Over the past few weeks, we have been occupied with looking back. We celebrated the exodus from Egypt and the miracle of the crossing of the Red Sea. We stood in silence to commemorate the 6 million killed at the hands of the Nazis, and we stood in silence to commemorate the 23,000 who have given their lives for the modern State of Israel. We celebrated 64 years of independence of the State of Israel, and considered the remarkable and miraculous events that allowed us to reach this point in time. Come to think about it, Jews seem to spend a disproportionate amount of time looking back and commemorating the past. I decided to pause for a moment, and try to imagine what things could look like in 50 years’ time. Not only to imagine this, but perhaps also to dream about how things could be. I have tried to dream about a world where my children are grandparents, and to try to put Israel into that context.
I think that there is one major piece of the puzzle which is missing in current-day Israel, and which most Israelis yearn for in the future. This is the missing peace and, with it, the recognition of the right of Israel to exist as a Jewish state among the nations. A state of peace and security would bring so many advantages to the State of Israel, and could change the nature of this small country in a most dramatic way. Most importantly, it would save hundreds, if not thousands of lives a year. Not only the lives of soldiers would be saved, but also the lives of innocent women and children would be spared if we could create a situation where Qassam and Grad missiles are not being fired into civilian neighbourhoods, and where suicide bombers are not trying to detonate their explosives in crowded restaurants, coffee shops and buses. It would also spare valuable government money that could be spent on education and infrastructure instead of the acquisition of military hardware and ammunition. A state of peace would also free up our most valuable resource, the 18 to 21 year-olds, who would be free to make their contribution to Israel’s economy rather than be forced to serve in the military to protect their country from constant attack.
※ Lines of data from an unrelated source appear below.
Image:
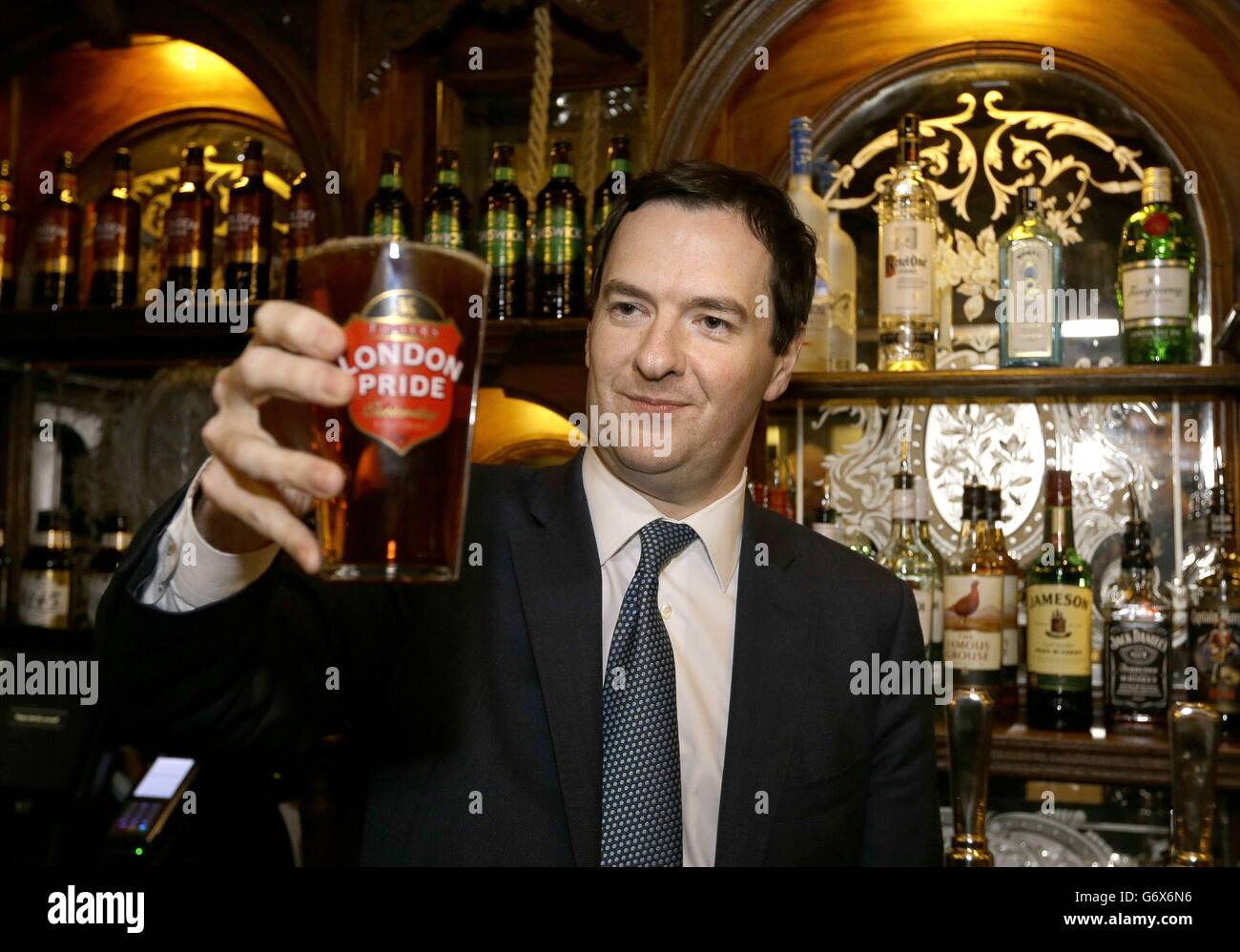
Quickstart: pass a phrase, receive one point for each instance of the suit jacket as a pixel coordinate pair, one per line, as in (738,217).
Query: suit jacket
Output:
(479,703)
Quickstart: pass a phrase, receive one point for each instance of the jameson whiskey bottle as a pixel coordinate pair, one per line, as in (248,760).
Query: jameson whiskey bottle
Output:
(972,595)
(248,245)
(388,214)
(58,240)
(1136,645)
(1011,596)
(921,491)
(48,573)
(1030,273)
(559,245)
(301,233)
(1214,617)
(445,207)
(113,543)
(189,227)
(906,214)
(1061,619)
(1157,263)
(906,555)
(116,230)
(503,216)
(8,232)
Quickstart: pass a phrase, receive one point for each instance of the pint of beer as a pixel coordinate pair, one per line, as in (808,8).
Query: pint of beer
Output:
(413,317)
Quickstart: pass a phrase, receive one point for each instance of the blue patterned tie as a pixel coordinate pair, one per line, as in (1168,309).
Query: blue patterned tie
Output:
(641,748)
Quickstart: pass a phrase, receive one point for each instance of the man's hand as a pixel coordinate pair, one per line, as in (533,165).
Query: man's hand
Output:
(260,480)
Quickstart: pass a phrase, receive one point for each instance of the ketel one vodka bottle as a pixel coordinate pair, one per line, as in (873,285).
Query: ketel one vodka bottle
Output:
(301,233)
(906,214)
(116,230)
(972,615)
(1061,620)
(1030,268)
(58,240)
(248,245)
(1157,263)
(8,245)
(906,555)
(1136,647)
(445,219)
(503,223)
(559,243)
(44,597)
(388,212)
(1214,619)
(189,227)
(811,210)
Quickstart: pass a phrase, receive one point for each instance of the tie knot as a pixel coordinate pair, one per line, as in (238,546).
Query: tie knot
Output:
(661,541)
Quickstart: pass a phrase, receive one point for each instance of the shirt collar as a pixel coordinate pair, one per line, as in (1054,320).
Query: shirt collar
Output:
(618,512)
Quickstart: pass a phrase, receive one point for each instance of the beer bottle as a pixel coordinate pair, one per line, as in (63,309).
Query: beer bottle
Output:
(388,215)
(301,233)
(249,227)
(501,236)
(189,227)
(559,245)
(58,240)
(8,245)
(446,208)
(116,230)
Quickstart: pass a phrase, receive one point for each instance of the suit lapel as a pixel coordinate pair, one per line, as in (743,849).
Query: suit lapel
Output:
(561,584)
(772,652)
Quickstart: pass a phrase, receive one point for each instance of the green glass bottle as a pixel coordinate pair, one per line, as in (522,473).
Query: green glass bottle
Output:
(446,208)
(388,214)
(1157,265)
(1061,620)
(501,236)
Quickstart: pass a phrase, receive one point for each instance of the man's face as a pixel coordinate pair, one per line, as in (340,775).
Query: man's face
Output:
(682,327)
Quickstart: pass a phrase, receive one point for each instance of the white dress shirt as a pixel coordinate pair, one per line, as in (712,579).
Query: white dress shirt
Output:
(697,592)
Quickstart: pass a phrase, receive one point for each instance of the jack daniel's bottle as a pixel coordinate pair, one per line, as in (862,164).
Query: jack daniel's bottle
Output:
(1214,617)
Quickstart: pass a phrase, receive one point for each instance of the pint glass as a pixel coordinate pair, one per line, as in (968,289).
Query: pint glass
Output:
(413,318)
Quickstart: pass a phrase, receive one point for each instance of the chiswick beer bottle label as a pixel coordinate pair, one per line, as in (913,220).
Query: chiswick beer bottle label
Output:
(402,351)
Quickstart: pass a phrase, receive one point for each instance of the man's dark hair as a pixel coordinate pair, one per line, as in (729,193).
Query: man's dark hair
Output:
(770,215)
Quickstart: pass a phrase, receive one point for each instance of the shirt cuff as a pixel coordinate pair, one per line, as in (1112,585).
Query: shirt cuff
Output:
(190,573)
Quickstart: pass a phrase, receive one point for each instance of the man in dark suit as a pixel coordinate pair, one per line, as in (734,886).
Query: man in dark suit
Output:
(646,669)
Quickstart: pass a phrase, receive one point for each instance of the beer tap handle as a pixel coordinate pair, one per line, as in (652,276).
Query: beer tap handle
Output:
(970,718)
(1195,731)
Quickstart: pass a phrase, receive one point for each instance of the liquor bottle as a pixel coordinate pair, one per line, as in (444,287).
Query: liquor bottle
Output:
(113,543)
(1157,264)
(972,596)
(445,210)
(503,216)
(301,233)
(190,227)
(44,600)
(116,230)
(814,356)
(1214,617)
(1136,650)
(559,245)
(842,325)
(388,214)
(921,489)
(58,240)
(1030,273)
(905,554)
(614,183)
(8,236)
(248,245)
(1061,620)
(1008,702)
(906,214)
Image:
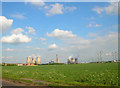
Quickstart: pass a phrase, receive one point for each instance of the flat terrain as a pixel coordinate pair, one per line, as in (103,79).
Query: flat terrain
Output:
(92,74)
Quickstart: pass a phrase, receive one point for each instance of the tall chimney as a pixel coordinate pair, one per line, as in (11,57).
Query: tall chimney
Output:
(33,60)
(72,59)
(28,60)
(38,60)
(57,60)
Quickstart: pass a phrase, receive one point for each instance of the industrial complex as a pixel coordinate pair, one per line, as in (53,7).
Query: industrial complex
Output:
(37,61)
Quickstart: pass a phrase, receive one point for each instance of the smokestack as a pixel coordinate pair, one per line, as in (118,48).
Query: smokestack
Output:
(28,60)
(72,59)
(76,60)
(57,60)
(69,61)
(38,60)
(33,60)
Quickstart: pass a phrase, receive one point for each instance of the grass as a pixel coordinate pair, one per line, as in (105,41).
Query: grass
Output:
(94,74)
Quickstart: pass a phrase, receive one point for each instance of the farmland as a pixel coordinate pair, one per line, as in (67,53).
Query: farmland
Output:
(94,74)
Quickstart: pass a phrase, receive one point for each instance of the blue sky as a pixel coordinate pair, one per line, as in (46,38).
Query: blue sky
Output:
(66,29)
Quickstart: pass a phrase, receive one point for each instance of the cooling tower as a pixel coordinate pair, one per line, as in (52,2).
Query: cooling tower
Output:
(33,60)
(57,60)
(28,60)
(38,60)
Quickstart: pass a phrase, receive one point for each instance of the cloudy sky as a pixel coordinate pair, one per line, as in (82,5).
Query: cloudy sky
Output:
(77,29)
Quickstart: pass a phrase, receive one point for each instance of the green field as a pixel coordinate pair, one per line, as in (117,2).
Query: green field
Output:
(94,74)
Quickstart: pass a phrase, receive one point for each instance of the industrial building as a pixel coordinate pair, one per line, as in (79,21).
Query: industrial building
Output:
(72,61)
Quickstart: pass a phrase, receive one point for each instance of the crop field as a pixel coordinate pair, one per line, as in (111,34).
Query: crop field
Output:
(94,74)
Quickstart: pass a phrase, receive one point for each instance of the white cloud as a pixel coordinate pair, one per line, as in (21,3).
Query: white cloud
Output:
(8,49)
(96,25)
(16,39)
(18,16)
(5,23)
(28,47)
(53,46)
(99,10)
(42,39)
(92,35)
(112,9)
(31,30)
(37,48)
(37,3)
(56,9)
(17,31)
(70,8)
(8,57)
(108,54)
(60,34)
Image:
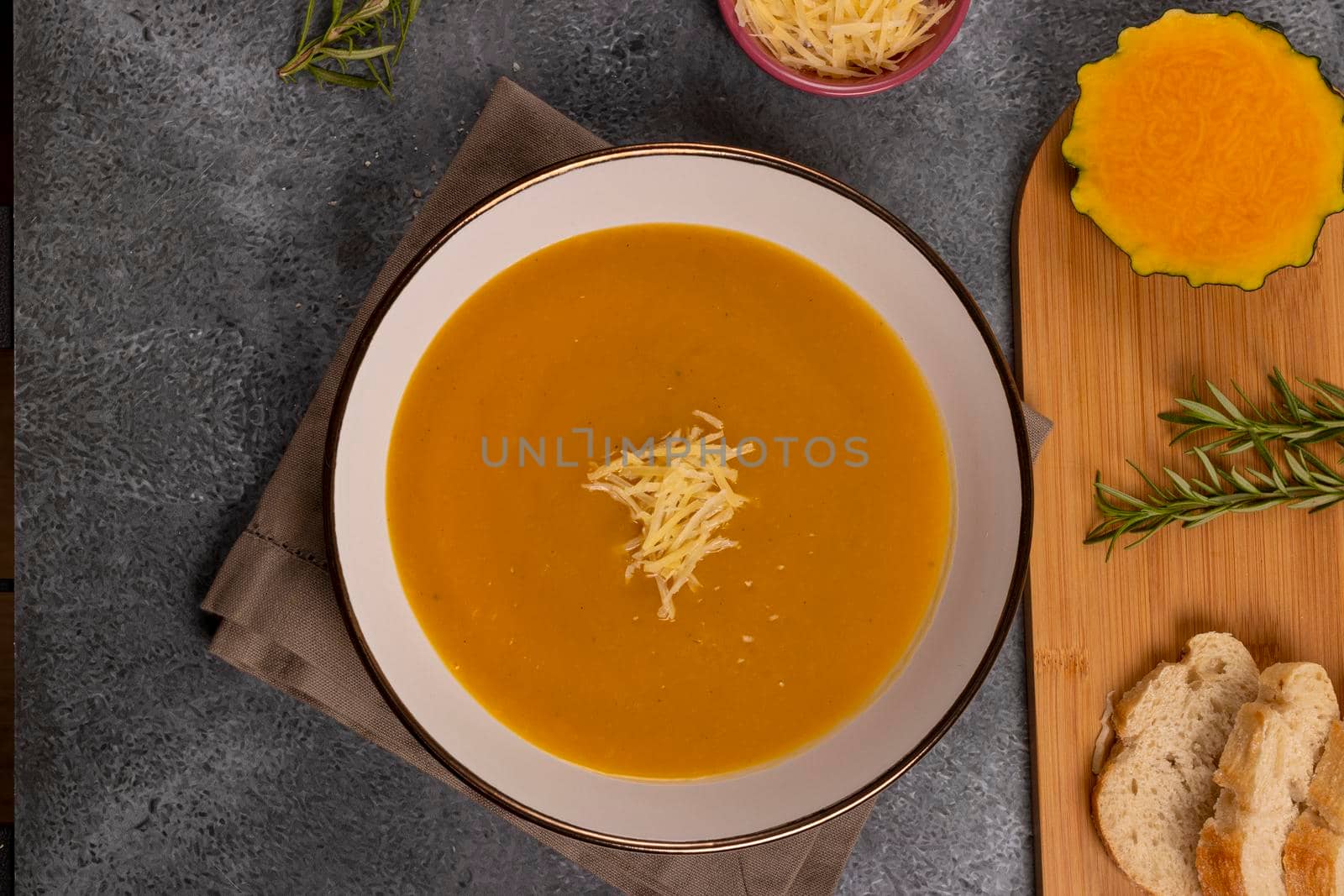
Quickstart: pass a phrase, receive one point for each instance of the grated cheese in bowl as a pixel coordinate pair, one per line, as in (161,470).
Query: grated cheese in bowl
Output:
(680,503)
(842,38)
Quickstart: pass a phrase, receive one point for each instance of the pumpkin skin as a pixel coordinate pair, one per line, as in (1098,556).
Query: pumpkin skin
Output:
(1207,148)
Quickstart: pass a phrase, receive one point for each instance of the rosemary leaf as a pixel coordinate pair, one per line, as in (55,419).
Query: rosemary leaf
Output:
(356,35)
(1310,481)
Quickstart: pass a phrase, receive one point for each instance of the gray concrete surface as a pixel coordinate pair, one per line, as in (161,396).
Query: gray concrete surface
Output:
(192,237)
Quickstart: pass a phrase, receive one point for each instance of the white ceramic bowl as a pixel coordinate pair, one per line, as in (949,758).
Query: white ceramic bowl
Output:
(922,301)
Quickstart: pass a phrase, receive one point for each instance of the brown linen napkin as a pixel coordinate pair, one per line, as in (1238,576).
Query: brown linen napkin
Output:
(281,622)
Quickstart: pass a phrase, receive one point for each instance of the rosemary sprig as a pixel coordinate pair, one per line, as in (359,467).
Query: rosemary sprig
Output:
(1319,418)
(355,36)
(1310,485)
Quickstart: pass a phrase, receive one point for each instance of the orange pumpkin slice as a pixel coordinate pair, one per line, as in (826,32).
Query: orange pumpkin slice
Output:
(1209,148)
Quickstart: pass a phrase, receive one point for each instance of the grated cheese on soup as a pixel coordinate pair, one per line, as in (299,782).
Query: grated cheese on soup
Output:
(680,492)
(842,38)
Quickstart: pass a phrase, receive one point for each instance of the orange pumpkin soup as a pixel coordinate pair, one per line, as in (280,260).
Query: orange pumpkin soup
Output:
(517,573)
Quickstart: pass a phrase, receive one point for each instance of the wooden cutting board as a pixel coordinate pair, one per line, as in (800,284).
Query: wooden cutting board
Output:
(1101,351)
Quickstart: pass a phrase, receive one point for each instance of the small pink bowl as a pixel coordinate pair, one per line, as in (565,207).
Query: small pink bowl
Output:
(922,56)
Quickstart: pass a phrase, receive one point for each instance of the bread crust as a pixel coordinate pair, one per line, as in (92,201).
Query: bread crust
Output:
(1263,773)
(1220,862)
(1312,856)
(1156,752)
(1310,859)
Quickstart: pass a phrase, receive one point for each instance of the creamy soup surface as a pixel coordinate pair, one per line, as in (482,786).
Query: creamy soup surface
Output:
(517,573)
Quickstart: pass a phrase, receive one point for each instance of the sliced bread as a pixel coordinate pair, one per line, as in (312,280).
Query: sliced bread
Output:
(1314,857)
(1263,775)
(1156,788)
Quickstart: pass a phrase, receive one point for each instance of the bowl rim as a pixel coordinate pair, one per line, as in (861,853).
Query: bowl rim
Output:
(822,87)
(497,797)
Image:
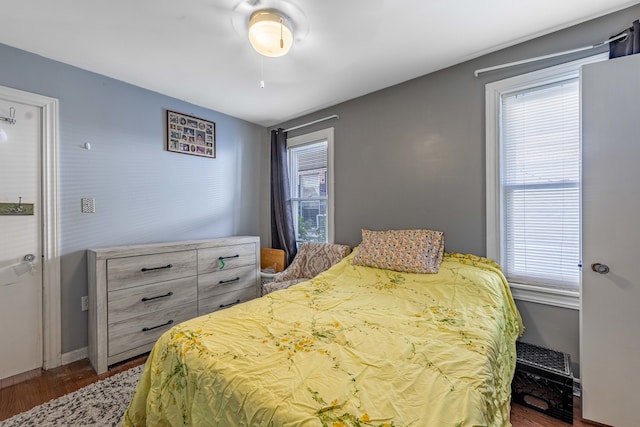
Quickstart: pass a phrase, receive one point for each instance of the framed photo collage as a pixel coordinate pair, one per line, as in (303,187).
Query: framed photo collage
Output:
(190,135)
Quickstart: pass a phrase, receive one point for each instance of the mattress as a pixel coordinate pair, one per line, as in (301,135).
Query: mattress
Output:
(355,346)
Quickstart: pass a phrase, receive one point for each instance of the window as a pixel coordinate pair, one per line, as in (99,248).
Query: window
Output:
(310,159)
(533,182)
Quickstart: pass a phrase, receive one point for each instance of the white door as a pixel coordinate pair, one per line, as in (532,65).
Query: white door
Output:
(610,311)
(21,332)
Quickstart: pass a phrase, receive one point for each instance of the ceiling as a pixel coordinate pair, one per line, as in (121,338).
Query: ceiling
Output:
(198,51)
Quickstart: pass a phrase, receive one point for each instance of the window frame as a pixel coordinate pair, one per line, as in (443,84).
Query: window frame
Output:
(311,138)
(542,294)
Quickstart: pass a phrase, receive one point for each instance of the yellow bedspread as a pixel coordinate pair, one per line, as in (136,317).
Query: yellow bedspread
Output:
(356,346)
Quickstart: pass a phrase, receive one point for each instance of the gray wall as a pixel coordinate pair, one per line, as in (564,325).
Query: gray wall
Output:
(413,155)
(143,193)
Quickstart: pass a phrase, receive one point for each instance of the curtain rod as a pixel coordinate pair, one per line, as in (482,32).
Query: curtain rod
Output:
(553,55)
(335,116)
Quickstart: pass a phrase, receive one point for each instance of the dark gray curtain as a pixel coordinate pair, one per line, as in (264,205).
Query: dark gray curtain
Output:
(629,45)
(282,232)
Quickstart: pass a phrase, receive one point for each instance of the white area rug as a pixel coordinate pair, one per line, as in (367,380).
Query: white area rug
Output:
(99,404)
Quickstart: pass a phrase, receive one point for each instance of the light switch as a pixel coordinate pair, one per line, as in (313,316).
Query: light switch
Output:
(88,205)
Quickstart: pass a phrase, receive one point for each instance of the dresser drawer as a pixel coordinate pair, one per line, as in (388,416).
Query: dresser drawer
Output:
(136,301)
(226,257)
(217,283)
(226,300)
(146,329)
(140,270)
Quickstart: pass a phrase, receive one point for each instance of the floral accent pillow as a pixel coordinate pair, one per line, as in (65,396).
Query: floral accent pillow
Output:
(409,251)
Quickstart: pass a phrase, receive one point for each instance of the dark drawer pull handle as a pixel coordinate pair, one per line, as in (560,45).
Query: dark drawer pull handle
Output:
(145,299)
(229,305)
(222,258)
(156,327)
(156,268)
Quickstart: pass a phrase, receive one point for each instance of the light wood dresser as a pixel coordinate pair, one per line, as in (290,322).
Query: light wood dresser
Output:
(136,293)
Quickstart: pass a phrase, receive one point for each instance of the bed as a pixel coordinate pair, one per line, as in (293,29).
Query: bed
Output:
(355,346)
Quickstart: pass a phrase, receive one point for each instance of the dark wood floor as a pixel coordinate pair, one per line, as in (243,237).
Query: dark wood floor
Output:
(66,379)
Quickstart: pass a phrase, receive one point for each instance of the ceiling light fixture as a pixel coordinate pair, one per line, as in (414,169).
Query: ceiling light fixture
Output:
(270,33)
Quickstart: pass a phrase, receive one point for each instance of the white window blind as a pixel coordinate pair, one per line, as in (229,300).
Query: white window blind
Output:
(540,184)
(309,197)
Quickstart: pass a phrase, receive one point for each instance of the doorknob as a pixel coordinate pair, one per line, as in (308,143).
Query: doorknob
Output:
(600,268)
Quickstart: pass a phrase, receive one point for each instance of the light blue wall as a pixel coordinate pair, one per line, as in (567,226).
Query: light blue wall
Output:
(143,193)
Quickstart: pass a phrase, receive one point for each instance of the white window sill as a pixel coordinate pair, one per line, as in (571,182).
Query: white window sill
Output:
(555,297)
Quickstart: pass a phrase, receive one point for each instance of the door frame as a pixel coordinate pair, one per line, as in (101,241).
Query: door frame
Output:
(51,316)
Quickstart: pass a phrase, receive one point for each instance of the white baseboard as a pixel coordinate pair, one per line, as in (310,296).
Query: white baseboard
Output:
(75,355)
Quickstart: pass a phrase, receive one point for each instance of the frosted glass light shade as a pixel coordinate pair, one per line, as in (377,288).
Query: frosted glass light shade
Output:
(266,31)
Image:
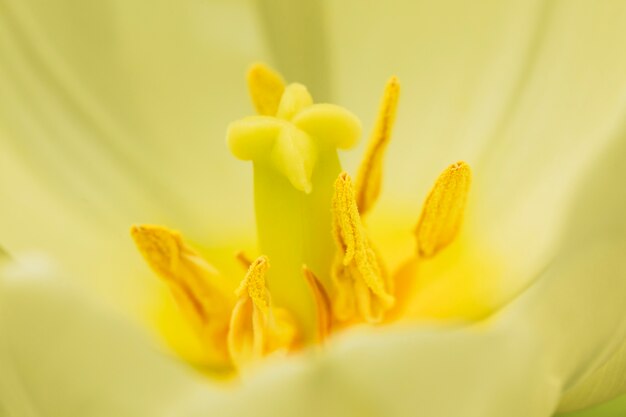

A peace arrangement would also create a completely different dynamic with Israel’s neighbours. I can imagine a situation where Israeli citizens could spend their holidays in Beirut, which is only a few hours’ drive from the central part of Israel. Perhaps Syrian tourists would be a major source of foreign revenue for Israel’s hotels and restaurants. I can dream about Israeli irrigation technology being used to make deserts in Jordan and Syria green.
In my dream world, there is harmony and co-existence between religious and secular communities. Somehow, the religious will find a way to make their contribution to Israeli society, as a result of which the secular communities are able to respect the religious communities and their way of life. This, in turn, paves the way for understanding and exchange of ideas between the two communities.
In my imaginary world, members of the Knesset are there to serve the wider community rather than primarily their own interests. While being paid a reasonable salary, they will do all that they can to save the country unnecessary expense. Their conduct on the floor of the Knesset will be exemplary, and send a positive message to the younger generation about the way in which people should conduct themselves in public.
In the new and improved Israel, customer service will be of primary importance when dealing with companies and shops, and hotel, restaurant and coffee shop staff will give the utmost respect to their patrons. This is a world where drivers will give way to other drivers wishing to enter into the flow of traffic, and hooters will only be sounded when danger exists on the road. Cell phones will be silenced in elevators and other public places, and people will not resort to screaming at others in order to get their own way.
I guess that my wish list can go on forever, but it is important to dream in order to somehow improve our society. It is critical for us to be able to continuously develop and progress with the next generation, who seem to be hungrier for information and technology than ever before.
When I think about it, the “negative” things mentioned above also have their positive sides. There is no doubt that our young men and women who are forced to serve in the military, learn skills and behaviours which help them in the future. The responsibility of protecting Israel’s borders, and survival skills that they learn with this are great tools in their future lives. The tenacity and attitude of never giving up are certainly traits that are instilled in our children during their military service. In Israeli living, sometimes even shouting at people represents a form of communication that is preferable to not talking at all. The madness of Israeli society forces people to adapt themselves in ways which lends itself to the survival of a people and a nation. Perhaps a more orderly society would have less survival skills.
When I come to think about things, I would certainly be happier for my family to live our lives in peace and security. I would also be happier to have greater understanding and respect between different parts of Israeli society. This would, however, undoubtedly come at a price which I am unable to identify or quantify now. Perhaps this price would be too high for me? Maybe it is better to give thanks for what we have, and to do all we can to protect it. This must be part of the logic of spending so much time looking back. We are really able to value and appreciate what we have now. This is more than our grandparents could have dreamt of when they had their dreams. Am Yisrael Chai.